I dont have a plow for the purposes of plowing out the rental though. Like i said it is actually the opposite i have it to plow other things and threw the rental in after.
I was probably better off leaving it to the tenants to figure out or hiring it out.

Guy sands it or whatever. I could deduct that right off the top. No headaches.

Now i cant even deduct the truck or the snowplow on the rental. Because the use of the truck and plow isnt primarily for the rental. I would have to "hire" myself and deduct it that way under a llc or something. pita


----------



## JD Dave (Mar 20, 2007)

I think this is a no brainer and I'm not sure why your even thinking about plowing the snow yourself. For $1800 a year for those 3 places I think the guy is giving you a deal. Neige is in Montreal and he charges more then half that for one driveway. Give your head a shake and go get a parttime job at Mickey D's to make the $1800 back, at least you'll get free food.
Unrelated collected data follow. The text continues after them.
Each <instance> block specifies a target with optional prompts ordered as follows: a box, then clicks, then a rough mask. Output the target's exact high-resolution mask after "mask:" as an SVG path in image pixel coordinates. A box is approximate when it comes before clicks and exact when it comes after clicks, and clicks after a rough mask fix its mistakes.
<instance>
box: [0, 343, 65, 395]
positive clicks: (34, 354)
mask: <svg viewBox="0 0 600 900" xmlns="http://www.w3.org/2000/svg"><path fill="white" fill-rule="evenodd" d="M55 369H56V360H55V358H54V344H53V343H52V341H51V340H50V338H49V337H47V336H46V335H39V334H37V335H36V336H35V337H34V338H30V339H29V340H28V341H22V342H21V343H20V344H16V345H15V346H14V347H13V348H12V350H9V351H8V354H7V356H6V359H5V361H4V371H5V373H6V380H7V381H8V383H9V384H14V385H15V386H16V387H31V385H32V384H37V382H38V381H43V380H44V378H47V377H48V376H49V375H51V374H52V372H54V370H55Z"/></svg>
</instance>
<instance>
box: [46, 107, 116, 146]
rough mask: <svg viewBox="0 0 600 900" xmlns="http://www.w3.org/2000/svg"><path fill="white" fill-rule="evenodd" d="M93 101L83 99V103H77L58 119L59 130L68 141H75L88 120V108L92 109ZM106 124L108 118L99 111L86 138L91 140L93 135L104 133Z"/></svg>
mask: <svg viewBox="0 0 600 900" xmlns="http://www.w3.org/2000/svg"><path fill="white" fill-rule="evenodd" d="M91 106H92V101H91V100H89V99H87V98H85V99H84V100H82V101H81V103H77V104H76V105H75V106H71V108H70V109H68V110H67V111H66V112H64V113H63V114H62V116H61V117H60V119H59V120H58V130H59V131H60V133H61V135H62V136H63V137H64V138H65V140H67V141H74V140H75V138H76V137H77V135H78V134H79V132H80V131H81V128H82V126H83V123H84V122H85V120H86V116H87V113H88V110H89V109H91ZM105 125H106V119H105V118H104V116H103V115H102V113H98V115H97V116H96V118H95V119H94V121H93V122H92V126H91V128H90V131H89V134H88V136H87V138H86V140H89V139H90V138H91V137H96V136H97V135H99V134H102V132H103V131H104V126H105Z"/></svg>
JMO


----------



## bribrius (May 5, 2007)

one more thing.
Other than suggesting you talk with whoever does your taxes to decide the best route i would suggest talking to your insurance company.
Reading my policy if i were to hit anything with the plow causing damage that is on my property the insurance wont cover it.
Im guessing they have that in there to prevent fraudulent claims or purposeful damage.
I really am unsure about lots of this myself but that is how my policy reads.

so if you hit something or a tenants car is it covered? Not according to my policy. Because i own the property or the property the tenants car is on. 
Cross your t's and dot your i's. wish i knew more actually it seems like i could be going about it a better way giving me more deductions and less exposure to liability.
No point in paying uncles sam more than you have too.


----------



## MtlMan (Sep 8, 2005)

The buildings are owned by our business and I'll have to do a little research to see if I would put whatever I buy in my own name, in the car dealer name(probably the best option), etc.

The guy doing the snow called today saying he's getting pretty full, he wanted to sign the contract tomorrow but I told him I wasn't available so he said monday...so tomorrow(friday) I'm gonna go shop around to see if I can find something really cheap at the auction or else I guess I'll have to sign with him.


----------



## 18lmslcsr (Jan 20, 2007)

I'd say stay in bead and let the other guy freeze!

C.


----------



## MtlMan (Sep 8, 2005)

It was too late for this season, paid 1/2 yesterday...I'll look into it again next year.


----------



## bribrius (May 5, 2007)

MtlMan;641395 said:


> It was too late for this season, paid 1/2 yesterday...I'll look into it again next year.


that isnt a bad thing.
you might be better off so congradulations.
Now you dont have to worry about it and be concerned with it.
There are often times i can think of things i would rather be doing than dealing with snow.


----------



## joef450snowplow (Jul 4, 2008)

sweet snow blower i like the duallys on it


----------



## MAR4CARS (Oct 6, 2005)

You better off letting the contractor do it than yourself.Not sure how things work out your way but here plowing with a dealer plate isn't a good idea.I own an auto shop and would never use my dealer plate for my snow removal company for the mere fact that here using a dealer plate for hire or to plow your house can bring you big headaches.If you hit something while plowing your commercial shop insurance will laugh at you and not cover anything.Not to mention you would be adding liability to yourself if someone was to slip and fall.Where as having an insured contractor plow your lot might spare you a lawsuit.


----------